Il fumo le esce dalle narici larghe, e fluttua, compie qualche piroetta scomposta e svanisce, disatomizzato.
Mi passa quel che resta della cicca rovinata, il filtrino macchiato di saliva mi si sfalda tra le dita. Le mani sudano acido, me le passo sui pantaloni sgualciti cercando di asciugarle.
Mi irrita che lei non si accorga di nulla. È imperturbabile, continua a parlare di quello che pensa su questo e quest’altro, di domani e dopodomani, come se nulla fosse.
Cerco di mascherare la preoccupazione ma i piedi mi si stanno bagnando. Li ritiro su, sul letto dove siamo seduti, e invito anche lei a imitarmi. Tutt’e due sulle lenzuola bianco sporco, coricati l’uno accanto all’altra. Sento lo scrosciare dell’acqua tutt’attorno, straborda piano dalla porta, filtra dai muri, lacrima dal tetto.
Una goccia le piomba sul viso e le scivola addosso lasciando dietro di sé un piccolo torrente che fa da ponte tra la fronte alta e il naso, da cui si lascia cadere. La fisso con insistenza e quasi mi rassicuro perché adesso se ne dovrà accorgere, penso. Eppure, nulla, s’ostina ancora a correre come una logorroica. Vorrei parlare ma ho la gola serrata, infiammata. L’ugola attorcigliata su se stessa, senza speranza, mi ripeto.

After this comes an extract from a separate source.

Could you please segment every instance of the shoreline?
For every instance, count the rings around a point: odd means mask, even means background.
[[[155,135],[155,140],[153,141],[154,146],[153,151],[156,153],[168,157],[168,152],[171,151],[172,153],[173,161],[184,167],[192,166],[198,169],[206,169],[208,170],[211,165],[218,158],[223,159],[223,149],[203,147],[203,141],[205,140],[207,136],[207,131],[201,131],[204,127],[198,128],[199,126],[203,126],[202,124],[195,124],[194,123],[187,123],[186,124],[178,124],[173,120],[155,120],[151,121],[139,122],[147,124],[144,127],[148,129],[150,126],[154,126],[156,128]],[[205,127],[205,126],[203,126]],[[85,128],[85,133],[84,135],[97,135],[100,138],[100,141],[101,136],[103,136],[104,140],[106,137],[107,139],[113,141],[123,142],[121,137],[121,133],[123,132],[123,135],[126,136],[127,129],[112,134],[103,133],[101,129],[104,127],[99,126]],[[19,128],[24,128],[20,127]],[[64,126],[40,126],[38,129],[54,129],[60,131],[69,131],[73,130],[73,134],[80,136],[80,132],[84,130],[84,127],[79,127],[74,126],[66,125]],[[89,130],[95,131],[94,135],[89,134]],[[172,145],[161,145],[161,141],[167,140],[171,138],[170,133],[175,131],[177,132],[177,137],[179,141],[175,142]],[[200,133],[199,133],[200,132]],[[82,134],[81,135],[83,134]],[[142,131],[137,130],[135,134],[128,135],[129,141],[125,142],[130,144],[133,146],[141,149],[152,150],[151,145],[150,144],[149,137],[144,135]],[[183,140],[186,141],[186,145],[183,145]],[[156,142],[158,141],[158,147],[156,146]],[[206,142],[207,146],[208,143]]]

L’acqua ormai avrà superato il mezzo metro. Inizia a invadere il materasso spugnoso, che assorbe tutto e ingrassa. Le assi del letto cominciano a cedere da un lato. Le prendo la mano e ci rannicchiamo a ridosso della testiera.
Fisso il tetto e posso contare una ad una le macchie giallastre piantate dall’acqua. Continua a parlare, a discorrere su quanto sarebbe bello se domani andassimo al mare ad abbronzarci circondati da famiglie grasse e gonfie di bambini.
«Domani andiamo al mare?».
«Domani? Domani andiamo al mare».
La stanza ormai è completamente allagata. Pochi atolli di terraferma formano un arcipelago, e noi naufraghi sotto un acquazzone tropicale, senza bottiglie con cui mandare messaggi.
I vestiti pregni d’acqua si fanno pesanti, le nostre magliette sono sudicie. Lei intanto è impegnata in un comizio solitario, un monologo, davanti a una tribuna senza spalti. Le sue mani rincorrono le parole, le scortano in tutta sicurezza con gesti rapidi.
Le dita iniziano a raggrinzirsi. Adesso glielo dico, mi faccio forza e le dico tutto.
Precisissime sequenze articolatorie buttano via mezzo grammo d’aria dai polmoni, trachea laringe faringe labbra: «La stanza sta affondando! Non vedi?», le urlo finalmente.
Si ferma.
Adesso un silenzio acquatico mi fa fischiare le orecchie, come in una camera iperbarica. Si guarda intorno, cauta, sempre tranquilla. Io tremo, l’adrenalina mi fa ingrossare le vene.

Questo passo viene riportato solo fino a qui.